Let’s compare the performance of word-level vs. character-level tokenization for Chinese.

# Create DataLoaders with character-level tokenization
char_block = ChineseTextBlock(tokenizer_func=chinese_char_tokenizer, is_lm=False)

char_dls = DataBlock(
    blocks=(char_block, CategoryBlock),
    get_items=get_text_files,
    get_y=parent_label,
    splitter=GrandparentSplitter(valid_name='test')
).dataloaders(path, bs=4)

# Create a classifier with character-level tokenization
char_learn = text_classifier_learner(char_dls, AWD_LSTM, drop_mult=0.5, metrics=accuracy)

# Train for the same number of epochs
char_learn.fit_one_cycle(10, 1e-2)

epoch	train_loss	valid_loss	accuracy	time
0	0.789537	0.688798	0.500000	00:00
1	0.885231	0.698306	0.500000	00:00
2	0.906784	0.656616	0.750000	00:00
3	0.794850	0.701583	0.500000	00:00
4	0.793879	0.680373	0.500000	00:00
5	0.811998	0.583346	0.500000	00:00
6	0.869714	0.567899	0.750000	00:00
7	0.895559	0.562752	0.750000	00:00
8	0.891531	0.557563	0.750000	00:00
9	0.883717	0.533585	0.750000	00:00

# Compare predictions
new_review = "这部电影情节紧凑，演员演技精湛，非常推荐！"

# Word-level prediction
word_pred_class, word_pred_idx, word_probs = predict_chinese_text(learn, new_review)
print(f"Word-level prediction: {word_pred_class}")
print(f"Word-level probability: {word_probs[word_pred_idx]:.4f}")

# Character-level prediction
char_pred_class, char_pred_idx, char_probs = predict_chinese_text(char_learn, new_review)
print(f"Character-level prediction: {char_pred_class}")
print(f"Character-level probability: {char_probs[char_pred_idx]:.4f}")

Word-level prediction: positive
Word-level probability: 0.5288

Character-level prediction: negative
Character-level probability: 0.5670

Using Pre-trained Chinese Models (Advanced)

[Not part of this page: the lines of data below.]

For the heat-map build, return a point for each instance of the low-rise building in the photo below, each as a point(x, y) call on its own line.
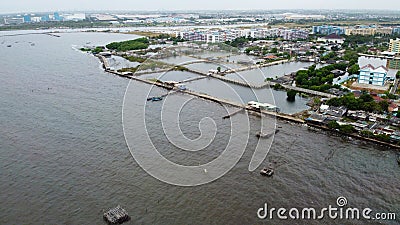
point(332, 38)
point(394, 45)
point(371, 75)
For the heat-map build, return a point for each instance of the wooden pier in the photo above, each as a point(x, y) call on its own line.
point(232, 114)
point(205, 96)
point(116, 215)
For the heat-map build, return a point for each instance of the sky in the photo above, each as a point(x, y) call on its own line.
point(17, 6)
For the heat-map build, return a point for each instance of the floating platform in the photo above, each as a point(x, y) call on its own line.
point(117, 215)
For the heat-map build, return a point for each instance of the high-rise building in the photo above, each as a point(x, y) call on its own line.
point(15, 20)
point(27, 19)
point(327, 30)
point(45, 18)
point(394, 45)
point(371, 75)
point(57, 16)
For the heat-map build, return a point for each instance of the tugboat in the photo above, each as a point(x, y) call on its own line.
point(267, 172)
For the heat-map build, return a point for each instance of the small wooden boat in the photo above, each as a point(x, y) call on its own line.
point(154, 99)
point(264, 135)
point(267, 172)
point(117, 215)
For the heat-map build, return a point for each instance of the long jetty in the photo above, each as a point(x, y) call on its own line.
point(257, 66)
point(280, 116)
point(205, 96)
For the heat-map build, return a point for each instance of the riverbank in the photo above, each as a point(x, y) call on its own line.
point(280, 116)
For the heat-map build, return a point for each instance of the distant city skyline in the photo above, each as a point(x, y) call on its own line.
point(21, 6)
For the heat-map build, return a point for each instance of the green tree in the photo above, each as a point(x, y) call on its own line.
point(354, 69)
point(348, 129)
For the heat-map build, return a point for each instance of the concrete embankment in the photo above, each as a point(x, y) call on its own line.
point(356, 136)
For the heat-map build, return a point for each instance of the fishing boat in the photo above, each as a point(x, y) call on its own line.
point(267, 172)
point(266, 135)
point(154, 99)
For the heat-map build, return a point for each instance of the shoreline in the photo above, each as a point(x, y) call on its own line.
point(280, 116)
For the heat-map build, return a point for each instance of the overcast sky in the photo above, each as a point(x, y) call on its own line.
point(12, 6)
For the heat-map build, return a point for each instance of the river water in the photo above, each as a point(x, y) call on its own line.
point(63, 156)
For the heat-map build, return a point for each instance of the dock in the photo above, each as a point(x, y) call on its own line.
point(117, 215)
point(281, 116)
point(232, 114)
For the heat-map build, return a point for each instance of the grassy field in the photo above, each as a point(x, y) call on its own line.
point(144, 33)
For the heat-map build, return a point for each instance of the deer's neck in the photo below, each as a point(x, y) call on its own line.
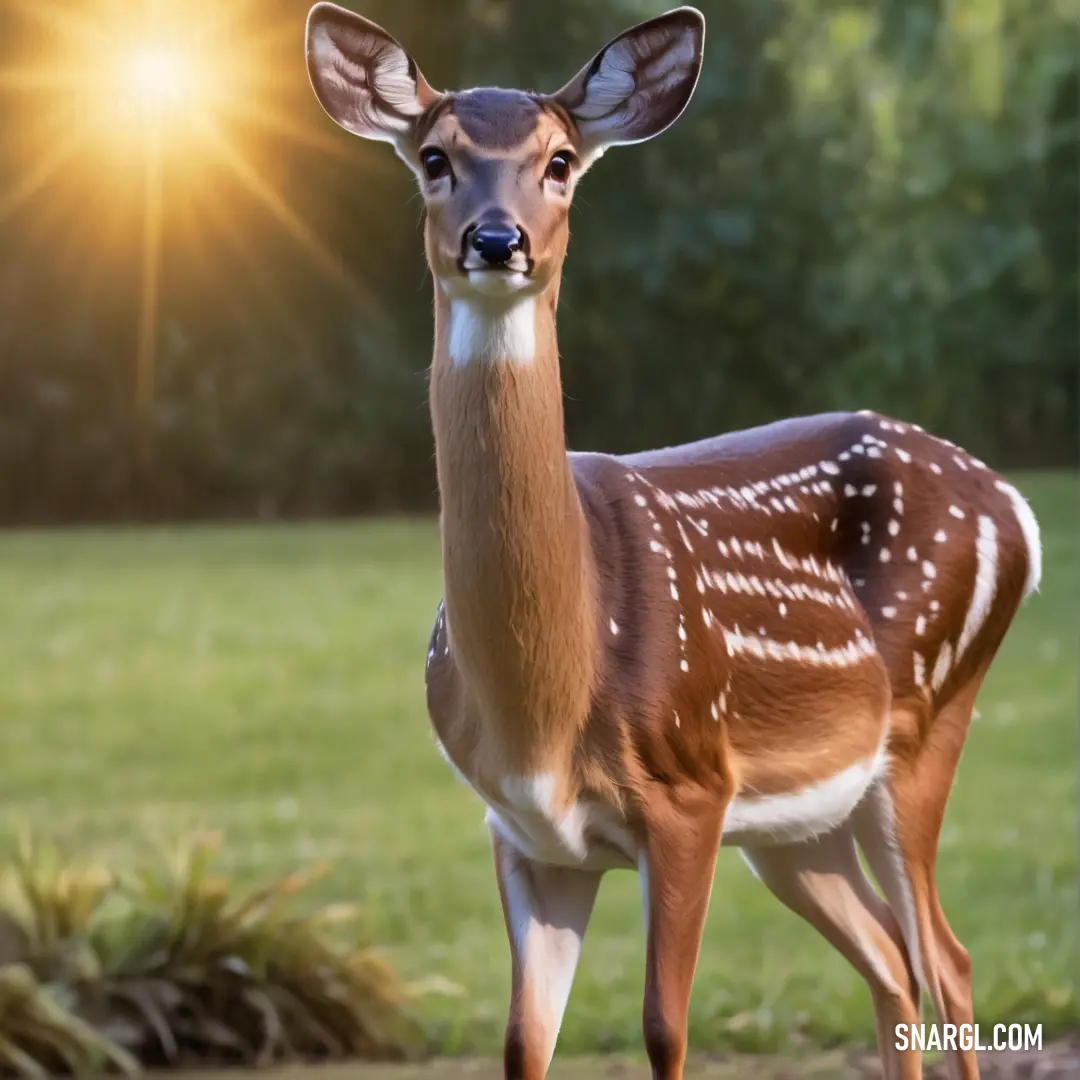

For production applications, you would typically use pre-trained models. Here’s how you might integrate a pre-trained Chinese BERT model using the transformers library.

# Uncomment and run this if you have the transformers library installed
# !pip install transformers

# from transformers import AutoTokenizer, AutoModelForSequenceClassification
# import torch

# # Load pre-trained Chinese BERT
# tokenizer = AutoTokenizer.from_pretrained("bert-base-chinese")
# model = AutoModelForSequenceClassification.from_pretrained("bert-base-chinese", num_labels=2)

# # Tokenize a sample text
# inputs = tokenizer(new_review, return_tensors="pt")

# # Get predictions
# with torch.no_grad():
#     outputs = model(**inputs)
#     predictions = torch.nn.functional.softmax(outputs.logits, dim=-1)
#     print(predictions)

Conclusion

In this notebook, we’ve demonstrated how to adapt fastai’s NLP capabilities for Chinese text processing. We’ve explored:

Different tokenization methods for Chinese (word-level vs. character-level)
Creating custom tokenizers for fastai
Building a simple Chinese text classifier
Comparing different approaches

For real-world applications with larger datasets, you would follow the complete ULMFiT approach:

Pre-train a language model on a large Chinese corpus
Fine-tune the language model on your domain-specific data
Fine-tune a classifier using the language model

You would also likely use more advanced models like Chinese BERT, RoBERTa, or MacBERT for state-of-the-art performance.